Sesungguhnya, negeri-negeri berkembang harus berhenti membiarkan diri mereka dikungkung oleh pilihan-pilihan semu semacam itu dan mulai mengembangkan sebuah alternatif yang riil. Salah satunya adalah dengan menciptakan blok-blok ekonomi regional atau melakukan restrukturisasi atas apa yang sudah ada seperti Mercosur atau ASEAN agar dapat berfungsi sebagai mesin kemajuan ekonomi yang terkoordinasi melalui kebijakan yang dapat menempatkan perdagangan di bawah kendali pertumbuhan ekonomi.
KEGAGALAN ADALAH KEBERHASILAN
Kita tidak dapat mengabaikan (sekalipun ada ketidaksepahaman di antara mereka) bahwa AS dan Uni Eropa masih mungkin bersatu untuk memaksa negeri-negeri berkembang menyetujui inisiatif-inisiatif baru dalam perdagangan dan liberalisasi terkait perdagangan di Cancun.

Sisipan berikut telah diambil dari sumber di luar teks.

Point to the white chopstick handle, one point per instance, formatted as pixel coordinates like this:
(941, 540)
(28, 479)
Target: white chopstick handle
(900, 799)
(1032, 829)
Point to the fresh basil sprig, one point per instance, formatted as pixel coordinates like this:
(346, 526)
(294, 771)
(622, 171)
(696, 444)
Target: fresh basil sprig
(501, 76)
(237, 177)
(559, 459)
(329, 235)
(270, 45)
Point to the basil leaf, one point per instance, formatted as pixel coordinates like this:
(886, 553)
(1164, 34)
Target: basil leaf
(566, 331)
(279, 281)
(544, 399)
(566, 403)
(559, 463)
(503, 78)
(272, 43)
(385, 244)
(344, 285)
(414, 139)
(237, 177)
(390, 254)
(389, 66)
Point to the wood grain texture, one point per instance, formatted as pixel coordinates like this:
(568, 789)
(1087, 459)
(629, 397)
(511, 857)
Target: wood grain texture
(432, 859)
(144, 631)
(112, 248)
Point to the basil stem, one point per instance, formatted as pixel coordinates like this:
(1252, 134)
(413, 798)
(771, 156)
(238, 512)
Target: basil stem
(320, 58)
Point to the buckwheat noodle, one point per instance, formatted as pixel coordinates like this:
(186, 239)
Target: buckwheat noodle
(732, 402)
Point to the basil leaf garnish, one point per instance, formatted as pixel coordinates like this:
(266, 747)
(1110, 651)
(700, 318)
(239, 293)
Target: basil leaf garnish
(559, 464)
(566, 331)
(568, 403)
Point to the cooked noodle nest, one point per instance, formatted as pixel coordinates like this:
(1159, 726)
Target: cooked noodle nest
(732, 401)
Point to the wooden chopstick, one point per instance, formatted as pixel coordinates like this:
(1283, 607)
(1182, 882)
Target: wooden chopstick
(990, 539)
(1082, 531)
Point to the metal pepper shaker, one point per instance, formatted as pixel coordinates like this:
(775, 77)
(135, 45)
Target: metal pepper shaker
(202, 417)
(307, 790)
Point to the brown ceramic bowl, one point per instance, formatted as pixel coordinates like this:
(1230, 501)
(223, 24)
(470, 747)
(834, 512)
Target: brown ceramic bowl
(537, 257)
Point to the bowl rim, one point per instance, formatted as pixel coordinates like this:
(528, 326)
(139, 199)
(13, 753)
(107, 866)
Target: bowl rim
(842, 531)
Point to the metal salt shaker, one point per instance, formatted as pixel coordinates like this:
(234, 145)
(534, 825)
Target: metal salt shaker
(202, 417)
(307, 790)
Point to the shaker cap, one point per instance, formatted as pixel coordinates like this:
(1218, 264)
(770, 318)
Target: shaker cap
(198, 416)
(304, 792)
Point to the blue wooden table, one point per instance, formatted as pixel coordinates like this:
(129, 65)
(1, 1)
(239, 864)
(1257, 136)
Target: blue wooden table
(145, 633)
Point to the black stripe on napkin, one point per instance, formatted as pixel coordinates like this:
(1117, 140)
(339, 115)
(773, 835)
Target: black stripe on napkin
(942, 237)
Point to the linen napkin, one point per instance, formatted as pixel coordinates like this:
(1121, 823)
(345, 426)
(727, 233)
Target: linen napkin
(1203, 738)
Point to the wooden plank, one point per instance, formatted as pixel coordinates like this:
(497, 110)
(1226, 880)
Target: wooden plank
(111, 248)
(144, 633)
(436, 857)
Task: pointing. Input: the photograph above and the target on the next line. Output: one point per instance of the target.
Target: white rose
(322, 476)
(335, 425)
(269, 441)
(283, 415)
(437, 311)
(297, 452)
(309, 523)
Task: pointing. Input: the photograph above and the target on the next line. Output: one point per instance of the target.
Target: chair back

Walau demikian, skenario yang makin hari makin dimungkinkan adalah bahwa pertemuan tingkat menteri ini tidak akan menghasilkan satu persetujuan liberalisasi baru yang signifikan dan pada dasarnya akan menjadi pengulangan kebuntuan pertemuan Jenewa. Bagi negeri-negeri berkembang, yang selalu digedor untuk membuka pasar mereka dan menyerahkan kendali atas bidang-bidang yang selama ini menjadi kewenangan pembuat kebijakan nasional – seperti investasi dan kompetisi – kepada WTO yang didominasi Washington dan Brussels, sebuah pertemuan tingkat menteri yang gagal dan menemui jalan buntu adalah hasil yang terbaik. Hal ini akan memberi mereka ruang bernafas untuk mengorganisir dan mengkoordinasikan pertahanan mereka. Hal ini juga akan memberi mereka dan masyarakat sipil global sebuah kesempatan untuk mengajukan satu konsepsi yang merupakan kebalikan dari globalisasi seperti yang selama ini dikuasai oleh korporat besar, globalisasi yang telah pula disebut oleh Economist, majalah yang menjadi corong ideologi perdagangan bebas, sebagai ancaman riil bagi masa depan kapitalisme karena “ekses” kapital global yang menjadi dasar berpijaknya.
(END/COPYRIGHT IPS)
*Walden Bello adalah professor sosiologi dan administrasi publik di University of the Philippines dan direktur eksekutif untuk Focus on the Global South yang berbasis di Bangkok.